Speaking out: Amelia Ma’afu. Photo: Crispin Anderlini, Caritas Aotearoa New Zealand

AFTER world leaders gathered in Poland for the United Nations’ annual climate conference, a Catholic advocate in the Pacific has warned of the environmental damage being suffered on her island home.

“The effects of climate change are being felt on a daily basis,” Caritas Tonga director Amelia Ma’afu said.

Tonga and other countries across the Pacific are among those most affected, even though they have contributed the least to historical emissions.

“Sea-level rise means waves continue to batter our coastline forcing people to relocate, and to keep the seas out of their living rooms,” Ms Ma’afu said.

“We are running out of water – our freshwater lenses are being increasingly infiltrated by sea water.

“And we see it in the rapid shift of weather patterns, we see it in our fruits flowering at all different times of the year inconsistent with past seasons.”

Ms Ma’afu said it was crucial governments should dedicate resources to assist developing nations that were being impacted by climate change.

“It is a question of us losing our home, our values and our lands,” she said.

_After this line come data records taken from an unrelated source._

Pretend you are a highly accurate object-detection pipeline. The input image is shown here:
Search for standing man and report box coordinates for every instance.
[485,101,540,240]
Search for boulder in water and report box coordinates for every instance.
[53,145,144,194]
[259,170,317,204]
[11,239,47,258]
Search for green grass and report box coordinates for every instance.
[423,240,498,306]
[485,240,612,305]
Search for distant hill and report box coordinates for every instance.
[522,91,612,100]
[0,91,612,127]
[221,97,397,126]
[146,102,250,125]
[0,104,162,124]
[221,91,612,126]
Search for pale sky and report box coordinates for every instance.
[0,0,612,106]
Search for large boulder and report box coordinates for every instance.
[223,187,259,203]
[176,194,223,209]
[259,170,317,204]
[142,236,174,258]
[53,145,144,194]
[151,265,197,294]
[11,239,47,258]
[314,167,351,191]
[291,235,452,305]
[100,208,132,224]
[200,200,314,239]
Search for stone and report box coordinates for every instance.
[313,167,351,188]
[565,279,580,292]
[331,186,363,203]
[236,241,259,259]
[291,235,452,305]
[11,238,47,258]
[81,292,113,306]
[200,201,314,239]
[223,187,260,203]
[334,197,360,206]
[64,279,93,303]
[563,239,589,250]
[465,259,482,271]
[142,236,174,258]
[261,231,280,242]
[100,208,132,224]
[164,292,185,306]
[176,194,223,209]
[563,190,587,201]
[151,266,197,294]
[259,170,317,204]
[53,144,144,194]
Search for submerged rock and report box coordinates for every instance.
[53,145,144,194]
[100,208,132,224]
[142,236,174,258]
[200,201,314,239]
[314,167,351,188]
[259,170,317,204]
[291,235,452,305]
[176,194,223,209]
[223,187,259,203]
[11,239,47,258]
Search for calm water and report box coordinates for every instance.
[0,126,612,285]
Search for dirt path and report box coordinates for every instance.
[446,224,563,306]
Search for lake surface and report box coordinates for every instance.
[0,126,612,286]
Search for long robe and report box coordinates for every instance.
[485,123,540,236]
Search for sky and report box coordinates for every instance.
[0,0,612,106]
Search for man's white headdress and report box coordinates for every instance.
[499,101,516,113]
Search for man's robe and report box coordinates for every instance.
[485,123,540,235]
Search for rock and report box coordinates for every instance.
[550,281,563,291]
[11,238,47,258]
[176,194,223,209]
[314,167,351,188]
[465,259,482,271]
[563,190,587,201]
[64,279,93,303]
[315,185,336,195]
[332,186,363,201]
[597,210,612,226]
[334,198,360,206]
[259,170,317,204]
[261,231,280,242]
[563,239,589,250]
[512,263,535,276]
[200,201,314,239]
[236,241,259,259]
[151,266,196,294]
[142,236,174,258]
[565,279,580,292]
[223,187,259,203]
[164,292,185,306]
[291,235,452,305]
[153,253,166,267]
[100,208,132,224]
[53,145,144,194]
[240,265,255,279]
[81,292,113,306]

“… So we really need the assistance of bigger, more industrialised countries.” 

World leaders gathered in the Polish city of Katowice for the annual UN Climate Change Conference were expected to finalise the framework of the 2015 Paris climate accord. 

Delegates from the Caritas Internationalis network attended the talks in Poland to urge country delegates to deliver a concrete plan to tackle the devastating impacts of climate change on human life, ecosystems, and food and water security. 

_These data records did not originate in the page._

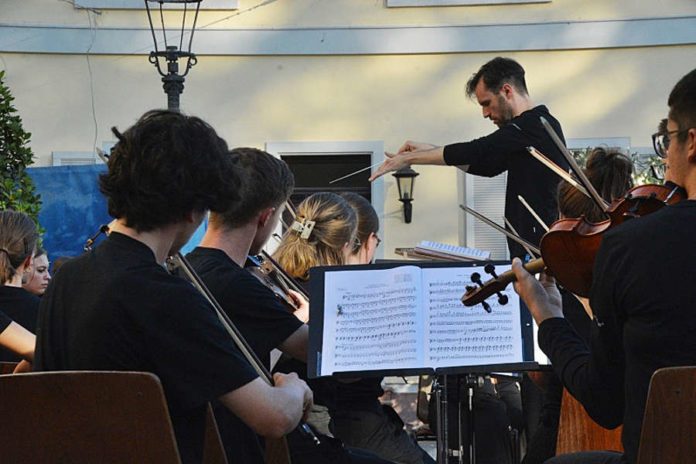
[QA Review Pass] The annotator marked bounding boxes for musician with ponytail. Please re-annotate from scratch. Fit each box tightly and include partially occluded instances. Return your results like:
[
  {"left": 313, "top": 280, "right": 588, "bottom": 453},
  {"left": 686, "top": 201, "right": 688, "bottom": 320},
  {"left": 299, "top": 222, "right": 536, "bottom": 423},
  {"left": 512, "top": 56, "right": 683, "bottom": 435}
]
[
  {"left": 275, "top": 192, "right": 434, "bottom": 464},
  {"left": 0, "top": 210, "right": 39, "bottom": 370}
]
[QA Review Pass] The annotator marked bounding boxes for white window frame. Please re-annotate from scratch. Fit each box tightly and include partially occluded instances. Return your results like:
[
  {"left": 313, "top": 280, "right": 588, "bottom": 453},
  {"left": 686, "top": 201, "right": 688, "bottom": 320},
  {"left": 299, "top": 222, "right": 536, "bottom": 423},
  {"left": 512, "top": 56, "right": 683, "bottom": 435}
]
[
  {"left": 387, "top": 0, "right": 551, "bottom": 8},
  {"left": 75, "top": 0, "right": 239, "bottom": 10}
]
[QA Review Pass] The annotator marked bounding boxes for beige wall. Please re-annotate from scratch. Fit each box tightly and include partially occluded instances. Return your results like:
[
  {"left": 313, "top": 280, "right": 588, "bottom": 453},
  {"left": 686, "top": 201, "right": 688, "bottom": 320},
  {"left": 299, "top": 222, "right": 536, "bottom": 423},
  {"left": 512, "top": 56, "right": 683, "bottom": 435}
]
[{"left": 0, "top": 0, "right": 696, "bottom": 256}]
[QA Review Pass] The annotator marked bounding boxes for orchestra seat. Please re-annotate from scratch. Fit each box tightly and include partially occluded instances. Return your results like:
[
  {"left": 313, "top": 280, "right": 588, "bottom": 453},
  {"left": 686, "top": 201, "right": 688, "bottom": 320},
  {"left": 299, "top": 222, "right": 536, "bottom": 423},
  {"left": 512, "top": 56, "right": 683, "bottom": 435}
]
[
  {"left": 0, "top": 371, "right": 226, "bottom": 464},
  {"left": 638, "top": 366, "right": 696, "bottom": 464},
  {"left": 556, "top": 388, "right": 623, "bottom": 455}
]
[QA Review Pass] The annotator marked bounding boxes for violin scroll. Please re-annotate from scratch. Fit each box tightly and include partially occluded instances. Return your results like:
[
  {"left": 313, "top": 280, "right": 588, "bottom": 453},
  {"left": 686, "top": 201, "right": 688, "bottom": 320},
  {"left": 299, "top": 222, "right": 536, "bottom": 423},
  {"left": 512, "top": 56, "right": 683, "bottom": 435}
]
[{"left": 461, "top": 258, "right": 544, "bottom": 312}]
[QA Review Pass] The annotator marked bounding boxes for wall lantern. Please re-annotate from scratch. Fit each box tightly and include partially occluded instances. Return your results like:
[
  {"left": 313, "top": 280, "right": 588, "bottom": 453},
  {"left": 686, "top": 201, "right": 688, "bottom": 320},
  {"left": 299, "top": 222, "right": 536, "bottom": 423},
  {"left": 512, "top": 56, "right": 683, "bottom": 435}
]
[
  {"left": 145, "top": 0, "right": 201, "bottom": 112},
  {"left": 392, "top": 166, "right": 418, "bottom": 224}
]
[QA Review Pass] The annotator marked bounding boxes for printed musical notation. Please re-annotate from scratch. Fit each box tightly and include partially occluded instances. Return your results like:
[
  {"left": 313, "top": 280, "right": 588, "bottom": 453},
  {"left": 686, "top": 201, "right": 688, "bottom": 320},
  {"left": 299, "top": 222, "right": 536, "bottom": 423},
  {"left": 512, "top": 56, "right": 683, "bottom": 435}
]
[
  {"left": 320, "top": 266, "right": 522, "bottom": 375},
  {"left": 322, "top": 267, "right": 422, "bottom": 370},
  {"left": 423, "top": 267, "right": 522, "bottom": 367}
]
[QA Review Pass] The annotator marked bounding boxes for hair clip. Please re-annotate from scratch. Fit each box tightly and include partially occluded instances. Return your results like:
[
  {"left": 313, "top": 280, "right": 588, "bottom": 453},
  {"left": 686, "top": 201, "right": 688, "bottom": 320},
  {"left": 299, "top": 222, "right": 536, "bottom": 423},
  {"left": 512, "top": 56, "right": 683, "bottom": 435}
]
[{"left": 290, "top": 219, "right": 316, "bottom": 240}]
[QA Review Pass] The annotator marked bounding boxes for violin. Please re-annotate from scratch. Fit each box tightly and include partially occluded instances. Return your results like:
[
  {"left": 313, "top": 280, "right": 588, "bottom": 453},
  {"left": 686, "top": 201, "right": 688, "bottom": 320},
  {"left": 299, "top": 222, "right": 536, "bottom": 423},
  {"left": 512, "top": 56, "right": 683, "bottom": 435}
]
[
  {"left": 171, "top": 252, "right": 321, "bottom": 452},
  {"left": 244, "top": 256, "right": 299, "bottom": 312},
  {"left": 461, "top": 184, "right": 686, "bottom": 306}
]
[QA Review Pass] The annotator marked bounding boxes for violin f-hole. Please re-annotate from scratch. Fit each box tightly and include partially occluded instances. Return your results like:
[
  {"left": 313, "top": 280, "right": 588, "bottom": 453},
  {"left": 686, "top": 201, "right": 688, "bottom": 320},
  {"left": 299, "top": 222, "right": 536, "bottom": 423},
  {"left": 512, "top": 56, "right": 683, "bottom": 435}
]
[{"left": 483, "top": 263, "right": 510, "bottom": 312}]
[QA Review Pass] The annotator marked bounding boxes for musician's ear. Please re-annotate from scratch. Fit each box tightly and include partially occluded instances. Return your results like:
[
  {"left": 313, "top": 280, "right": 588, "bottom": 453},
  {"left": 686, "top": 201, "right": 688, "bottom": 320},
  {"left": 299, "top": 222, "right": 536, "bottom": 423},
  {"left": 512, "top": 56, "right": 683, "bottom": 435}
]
[
  {"left": 685, "top": 128, "right": 696, "bottom": 163},
  {"left": 257, "top": 208, "right": 276, "bottom": 229}
]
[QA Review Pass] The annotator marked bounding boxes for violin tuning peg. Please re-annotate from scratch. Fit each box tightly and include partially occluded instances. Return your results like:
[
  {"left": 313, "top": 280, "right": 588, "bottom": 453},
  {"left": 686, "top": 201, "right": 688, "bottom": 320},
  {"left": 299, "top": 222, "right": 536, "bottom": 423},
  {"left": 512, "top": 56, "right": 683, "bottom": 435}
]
[{"left": 471, "top": 272, "right": 482, "bottom": 285}]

Climate action: A coastal scene in Kiribati. Rising sea levels are threatening to sink Kiribati’s land area and ultimately displace its people. Photos: Caritas

Caritas warned of the urgent need to curb climate change for the coming decade and stated the cost of increased disasters and hazards was now unbearable for communities already facing poverty.

Recently Caritas Australia released its fifth state-of-the-environment report for Oceania titled Waters of Life, Oceans for Mercy that tracks five key environmental issues affecting the lives of Oceania’s peoples. 

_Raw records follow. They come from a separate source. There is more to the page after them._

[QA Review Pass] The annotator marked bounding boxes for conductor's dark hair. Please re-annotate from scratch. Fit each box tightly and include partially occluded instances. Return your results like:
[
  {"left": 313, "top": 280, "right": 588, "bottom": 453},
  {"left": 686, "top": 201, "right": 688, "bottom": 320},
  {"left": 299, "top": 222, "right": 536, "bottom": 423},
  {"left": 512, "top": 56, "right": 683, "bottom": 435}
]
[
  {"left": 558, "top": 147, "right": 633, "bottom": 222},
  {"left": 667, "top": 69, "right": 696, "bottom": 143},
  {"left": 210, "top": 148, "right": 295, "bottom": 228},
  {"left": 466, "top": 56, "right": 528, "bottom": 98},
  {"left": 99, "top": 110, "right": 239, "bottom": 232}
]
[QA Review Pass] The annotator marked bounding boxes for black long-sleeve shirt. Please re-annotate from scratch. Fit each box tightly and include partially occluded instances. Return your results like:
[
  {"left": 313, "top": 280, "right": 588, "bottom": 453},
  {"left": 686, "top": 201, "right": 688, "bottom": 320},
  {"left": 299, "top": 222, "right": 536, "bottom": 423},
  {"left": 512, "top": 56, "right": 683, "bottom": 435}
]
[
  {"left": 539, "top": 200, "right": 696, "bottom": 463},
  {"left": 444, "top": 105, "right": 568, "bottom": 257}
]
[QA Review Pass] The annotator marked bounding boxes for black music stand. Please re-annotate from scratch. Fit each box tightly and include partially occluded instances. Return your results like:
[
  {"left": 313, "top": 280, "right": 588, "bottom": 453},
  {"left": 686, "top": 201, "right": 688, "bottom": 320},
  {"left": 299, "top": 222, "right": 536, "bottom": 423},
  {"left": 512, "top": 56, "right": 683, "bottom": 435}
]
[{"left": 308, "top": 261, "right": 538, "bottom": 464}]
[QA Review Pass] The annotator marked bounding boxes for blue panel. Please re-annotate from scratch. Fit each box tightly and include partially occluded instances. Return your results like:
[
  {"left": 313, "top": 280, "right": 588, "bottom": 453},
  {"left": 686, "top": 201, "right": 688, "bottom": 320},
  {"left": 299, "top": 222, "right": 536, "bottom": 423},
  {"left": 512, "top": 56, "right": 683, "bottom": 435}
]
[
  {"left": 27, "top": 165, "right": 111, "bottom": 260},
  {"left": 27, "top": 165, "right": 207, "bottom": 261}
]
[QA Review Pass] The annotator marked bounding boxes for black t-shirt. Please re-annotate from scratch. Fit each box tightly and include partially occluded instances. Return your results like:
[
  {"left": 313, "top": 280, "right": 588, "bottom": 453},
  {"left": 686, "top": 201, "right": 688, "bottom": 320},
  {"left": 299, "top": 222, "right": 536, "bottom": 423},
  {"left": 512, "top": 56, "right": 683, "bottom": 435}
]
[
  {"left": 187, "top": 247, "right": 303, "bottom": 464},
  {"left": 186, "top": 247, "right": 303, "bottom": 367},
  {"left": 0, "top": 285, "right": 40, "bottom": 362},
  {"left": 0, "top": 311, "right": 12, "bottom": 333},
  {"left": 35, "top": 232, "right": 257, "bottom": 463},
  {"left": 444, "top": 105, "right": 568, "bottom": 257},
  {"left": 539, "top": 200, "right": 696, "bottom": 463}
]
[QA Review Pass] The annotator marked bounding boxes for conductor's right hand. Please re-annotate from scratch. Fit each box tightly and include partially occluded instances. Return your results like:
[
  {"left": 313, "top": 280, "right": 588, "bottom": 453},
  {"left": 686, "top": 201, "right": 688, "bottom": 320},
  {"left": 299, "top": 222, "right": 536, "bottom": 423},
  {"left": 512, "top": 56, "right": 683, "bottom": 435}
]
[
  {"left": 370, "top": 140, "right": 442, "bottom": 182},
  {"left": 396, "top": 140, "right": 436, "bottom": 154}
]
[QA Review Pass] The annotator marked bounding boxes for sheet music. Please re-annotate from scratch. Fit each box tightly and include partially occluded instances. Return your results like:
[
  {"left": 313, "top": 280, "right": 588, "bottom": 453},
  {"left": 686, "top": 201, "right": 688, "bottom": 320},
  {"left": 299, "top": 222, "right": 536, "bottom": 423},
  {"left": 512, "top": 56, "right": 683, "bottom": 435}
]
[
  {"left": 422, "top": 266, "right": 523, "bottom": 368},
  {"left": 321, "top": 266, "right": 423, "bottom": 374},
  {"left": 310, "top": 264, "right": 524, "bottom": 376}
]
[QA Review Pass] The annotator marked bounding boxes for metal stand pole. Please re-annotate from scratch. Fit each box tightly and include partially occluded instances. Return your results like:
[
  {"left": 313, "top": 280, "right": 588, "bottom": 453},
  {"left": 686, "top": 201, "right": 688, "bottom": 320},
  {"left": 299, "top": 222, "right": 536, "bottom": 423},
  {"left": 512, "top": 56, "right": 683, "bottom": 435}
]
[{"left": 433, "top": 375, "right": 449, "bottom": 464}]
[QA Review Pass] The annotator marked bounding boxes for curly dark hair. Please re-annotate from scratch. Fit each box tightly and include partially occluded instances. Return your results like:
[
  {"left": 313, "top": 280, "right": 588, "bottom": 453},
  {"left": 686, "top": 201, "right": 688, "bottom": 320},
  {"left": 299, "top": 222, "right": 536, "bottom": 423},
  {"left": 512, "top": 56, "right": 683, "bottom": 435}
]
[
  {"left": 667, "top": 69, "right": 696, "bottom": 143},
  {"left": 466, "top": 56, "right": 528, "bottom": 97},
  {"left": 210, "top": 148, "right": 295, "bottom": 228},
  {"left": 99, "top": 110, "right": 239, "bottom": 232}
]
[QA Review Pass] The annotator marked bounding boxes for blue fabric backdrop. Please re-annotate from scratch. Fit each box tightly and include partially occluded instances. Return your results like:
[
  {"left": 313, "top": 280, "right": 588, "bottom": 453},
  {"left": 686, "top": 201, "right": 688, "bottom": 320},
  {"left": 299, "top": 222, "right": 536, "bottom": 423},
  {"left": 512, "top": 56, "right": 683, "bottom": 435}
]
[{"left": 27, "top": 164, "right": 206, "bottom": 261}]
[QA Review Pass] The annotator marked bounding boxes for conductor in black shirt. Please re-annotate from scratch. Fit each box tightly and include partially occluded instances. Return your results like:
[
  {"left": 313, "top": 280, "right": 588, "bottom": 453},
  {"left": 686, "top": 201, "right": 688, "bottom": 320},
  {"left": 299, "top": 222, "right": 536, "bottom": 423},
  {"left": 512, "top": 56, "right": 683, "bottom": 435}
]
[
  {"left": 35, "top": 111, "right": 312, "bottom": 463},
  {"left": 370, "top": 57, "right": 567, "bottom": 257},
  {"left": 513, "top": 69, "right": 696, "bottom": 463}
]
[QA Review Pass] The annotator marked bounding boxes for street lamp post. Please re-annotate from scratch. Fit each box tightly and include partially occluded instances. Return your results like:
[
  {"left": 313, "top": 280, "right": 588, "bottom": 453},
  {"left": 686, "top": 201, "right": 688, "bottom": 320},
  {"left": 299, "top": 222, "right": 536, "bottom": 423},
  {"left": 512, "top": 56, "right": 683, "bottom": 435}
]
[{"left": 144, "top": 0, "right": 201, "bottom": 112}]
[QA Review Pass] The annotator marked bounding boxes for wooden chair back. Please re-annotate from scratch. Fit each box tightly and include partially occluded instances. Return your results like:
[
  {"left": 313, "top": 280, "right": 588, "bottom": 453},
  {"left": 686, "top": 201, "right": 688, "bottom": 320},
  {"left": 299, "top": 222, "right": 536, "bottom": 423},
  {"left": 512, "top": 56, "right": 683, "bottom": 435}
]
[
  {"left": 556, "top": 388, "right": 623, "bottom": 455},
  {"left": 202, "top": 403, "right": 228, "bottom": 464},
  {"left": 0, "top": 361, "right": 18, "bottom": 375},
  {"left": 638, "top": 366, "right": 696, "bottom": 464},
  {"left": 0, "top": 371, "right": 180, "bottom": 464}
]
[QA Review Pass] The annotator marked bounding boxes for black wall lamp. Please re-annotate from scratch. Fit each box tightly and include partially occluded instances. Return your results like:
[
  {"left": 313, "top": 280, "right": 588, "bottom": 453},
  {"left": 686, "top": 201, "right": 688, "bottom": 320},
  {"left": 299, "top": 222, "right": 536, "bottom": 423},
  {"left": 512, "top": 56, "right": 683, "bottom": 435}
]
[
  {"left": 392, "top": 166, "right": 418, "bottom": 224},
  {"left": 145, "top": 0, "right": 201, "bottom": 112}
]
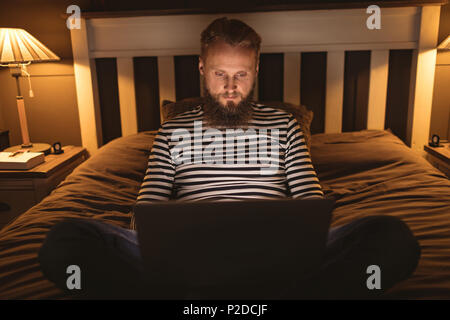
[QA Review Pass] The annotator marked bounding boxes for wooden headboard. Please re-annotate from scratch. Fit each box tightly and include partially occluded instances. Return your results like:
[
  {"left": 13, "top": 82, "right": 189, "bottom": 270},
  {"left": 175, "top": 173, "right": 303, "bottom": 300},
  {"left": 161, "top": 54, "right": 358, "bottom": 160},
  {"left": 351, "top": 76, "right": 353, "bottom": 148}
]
[{"left": 71, "top": 5, "right": 440, "bottom": 154}]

These issues include coastal erosion-sea level rise, food and water, extreme weather events, offshore mining and drilling, and climate finance. 

The report also puts a human face on the consequences of climate change by sharing the stories of people across the region whose lives have been impacted by rising global temperatures. 

Caritas Australia is encouraging all Australians to speak up in solidarity with Pacific neighbours. 

The Catholic organisation recommends sending a message to your local Member of Parliament by uploading a video on the Caritas Australia website.